Tuesday, March 29

Portrait: Fat Joe

I recently got to shoot a portrait of the rapper, Fat Joe of 'Lean Back' 'Get it Poppin' & 'What's Love' fame. The location was a building in Greenwich Village where he was filming the music video for Massacre on Madison. Joe took a break in shooting so I could take this portrait and gave a close friend some advice regarding women. I also hung around after to get some behind the scenes shots (check back soon for those).
// New York, NY // 40.7362206, -74.0007411

Tuesday, March 22

Reportage: Free Voina

The world famous TATS CRU was asked by The Urban Arts Foundation to paint a memorial wall to Voina, the Russian arts collective, who's member are currently in Russian prison. The mural was created to bring awareness to these jailed artists who were only expressing their artistic freedoms.
// New York, NY // 40.7381314, -74.0020112

Tuesday, March 15

Portrait: Craig Dershowitz (II)

My good friend Craig was at Industry City, a cool bunch of converted factories in Sunset Park Brooklyn for a photo shoot, and invited me tag along. I never realized how boring they are unless your actually taking the pictures or running around doing this, so I decided to make my self busy.
// Sunset park, Brooklyn // 40.6565307, -74.0082243

Tuesday, March 8

Food: Stuffed Meatballs

Last week on Iron Chef Emma Hearst (yes that Hearst) made Stuffed Meatballs. Her recipe looked great but I couldn't remember what went into hers other than stuffing them with a piece of Mozzarella. She did however used the traditional 1/3 mix of Beef, Veal and Pork. {disclaimer} Despite growing up in Northern New Jersey I have never used pork (or veal for that matter) in my meatballs, not because of the Kosher thing, it's just that my mom never did, so I don't. Since I had some leftover sausage in the fridge from the night before I decided to give it a try. I like the additional flavors it added, however the sausage from Fairway was not ground fine enough, and changed the texture of the finished product. All in all these were a huge hit and I will make them again for sure.

Try Them:
Finely Diced Onion
Finely Chopped Garlic
Olive Oil
Dried Oregano & Thyme
Crushed Red Pepper
Coarsely Ground Black Pepper
Kosher Salt
Bread Crumbs
Ground Meat (2/3 Beef 1/3 Sausage - or all beef)
Grated Parmesan Cheese (Optional)
1/2" Cubes of fresh Mozzarella

The reason that there are no measurements is because I've never made meat balls the same way twice. The basics are the same, but it depends on how much meat there is and if its from my butcher or the store. I typically don't add more than 1/2 cup of bread crumbs to 1 lbs of meat. They are less to hold it together and more to soak up the great Olive Oil that is flavored by the onion and garlic.

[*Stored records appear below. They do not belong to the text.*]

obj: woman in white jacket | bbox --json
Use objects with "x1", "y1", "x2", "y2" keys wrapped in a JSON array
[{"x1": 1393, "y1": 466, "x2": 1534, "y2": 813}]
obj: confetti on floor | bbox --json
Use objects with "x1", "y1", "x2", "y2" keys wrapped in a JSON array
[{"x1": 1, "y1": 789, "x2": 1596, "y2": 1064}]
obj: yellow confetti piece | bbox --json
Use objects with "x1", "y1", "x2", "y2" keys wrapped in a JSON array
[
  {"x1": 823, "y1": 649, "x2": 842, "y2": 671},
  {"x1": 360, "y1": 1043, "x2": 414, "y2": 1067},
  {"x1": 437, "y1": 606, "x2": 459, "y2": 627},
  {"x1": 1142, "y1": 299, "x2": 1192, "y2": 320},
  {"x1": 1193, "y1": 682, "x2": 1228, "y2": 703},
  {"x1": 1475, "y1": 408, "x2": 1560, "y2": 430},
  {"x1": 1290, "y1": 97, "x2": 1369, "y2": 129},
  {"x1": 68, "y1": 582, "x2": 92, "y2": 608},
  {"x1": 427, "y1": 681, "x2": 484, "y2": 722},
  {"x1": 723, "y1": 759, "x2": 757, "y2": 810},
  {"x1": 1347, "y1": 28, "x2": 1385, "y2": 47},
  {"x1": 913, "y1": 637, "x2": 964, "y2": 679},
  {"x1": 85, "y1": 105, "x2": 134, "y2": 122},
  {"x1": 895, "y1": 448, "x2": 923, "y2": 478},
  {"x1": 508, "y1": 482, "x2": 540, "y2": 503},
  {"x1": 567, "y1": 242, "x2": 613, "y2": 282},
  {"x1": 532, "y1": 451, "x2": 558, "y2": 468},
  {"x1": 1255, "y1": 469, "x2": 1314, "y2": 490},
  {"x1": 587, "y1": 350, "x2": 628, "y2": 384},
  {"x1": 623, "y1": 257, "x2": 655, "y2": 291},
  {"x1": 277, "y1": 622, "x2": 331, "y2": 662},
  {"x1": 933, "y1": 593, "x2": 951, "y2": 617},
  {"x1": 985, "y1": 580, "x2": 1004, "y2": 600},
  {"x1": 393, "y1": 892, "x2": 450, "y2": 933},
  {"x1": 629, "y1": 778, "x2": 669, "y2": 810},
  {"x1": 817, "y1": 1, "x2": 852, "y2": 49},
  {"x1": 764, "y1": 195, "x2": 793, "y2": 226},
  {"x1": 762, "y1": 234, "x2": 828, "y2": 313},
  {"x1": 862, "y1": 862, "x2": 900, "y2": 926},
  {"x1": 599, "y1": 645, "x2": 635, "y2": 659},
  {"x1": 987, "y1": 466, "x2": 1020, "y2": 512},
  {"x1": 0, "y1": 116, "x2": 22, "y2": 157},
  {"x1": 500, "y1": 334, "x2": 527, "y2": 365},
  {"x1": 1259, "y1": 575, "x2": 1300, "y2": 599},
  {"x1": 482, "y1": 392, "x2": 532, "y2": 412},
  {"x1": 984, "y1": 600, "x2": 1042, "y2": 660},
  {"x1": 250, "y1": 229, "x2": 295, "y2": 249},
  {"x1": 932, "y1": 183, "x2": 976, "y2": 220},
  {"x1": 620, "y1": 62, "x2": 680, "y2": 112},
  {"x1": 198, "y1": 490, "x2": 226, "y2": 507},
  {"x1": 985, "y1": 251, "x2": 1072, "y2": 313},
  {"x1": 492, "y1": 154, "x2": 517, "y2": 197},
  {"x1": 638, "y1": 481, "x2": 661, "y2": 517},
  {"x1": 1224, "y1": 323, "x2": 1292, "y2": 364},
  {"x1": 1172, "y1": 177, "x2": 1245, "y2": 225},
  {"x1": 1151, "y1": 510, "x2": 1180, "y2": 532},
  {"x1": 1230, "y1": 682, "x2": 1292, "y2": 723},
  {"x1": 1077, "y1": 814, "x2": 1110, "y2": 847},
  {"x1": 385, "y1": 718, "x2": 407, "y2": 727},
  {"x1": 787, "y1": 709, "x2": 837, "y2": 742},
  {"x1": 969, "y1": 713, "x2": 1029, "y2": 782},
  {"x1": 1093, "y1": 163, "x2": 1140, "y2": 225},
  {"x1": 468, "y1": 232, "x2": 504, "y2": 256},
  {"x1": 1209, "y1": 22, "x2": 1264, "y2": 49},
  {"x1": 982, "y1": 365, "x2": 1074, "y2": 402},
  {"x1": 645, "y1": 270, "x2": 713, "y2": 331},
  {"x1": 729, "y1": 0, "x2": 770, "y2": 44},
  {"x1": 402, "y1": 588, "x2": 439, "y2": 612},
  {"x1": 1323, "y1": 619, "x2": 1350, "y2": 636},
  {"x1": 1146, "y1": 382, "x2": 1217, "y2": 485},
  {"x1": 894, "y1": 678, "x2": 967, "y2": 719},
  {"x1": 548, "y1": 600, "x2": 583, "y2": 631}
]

Preheat oven to 375F. Cover a baking sheet with aluminum foil, and a place a cooling rack inside, set aside. (This lets the fat from the beef drip off while baking, and much healthier than frying.)

Heat Oil on a medium-high heat and sauté onions until translucent. Add garlic and spices and continue to cook until golden brown. Add bread crumbs and cook until toasted, set aside until room temperature.

In a large bowl combine meats until they become uniform. Add bread crumb mixture (and parmesan cheese if using) to bowl and combine evenly without over mixing.

Gather the amount of meat to yield the desired sized ball. Press mozzarella cube into the meat and form a ball around it. Place on the cooling rack and repeat until finished. Bake for about 20 minuets (depending on size) They should be cooked through, with the cheese gooey when cut.
// Bloomfield, NJ // 40.828212, -74.186783

Tuesday, March 1

Reportage: John Kerry Rally

A blind man and his service dog out to support John Kerry at a rally for his failed Presidential run in 2004.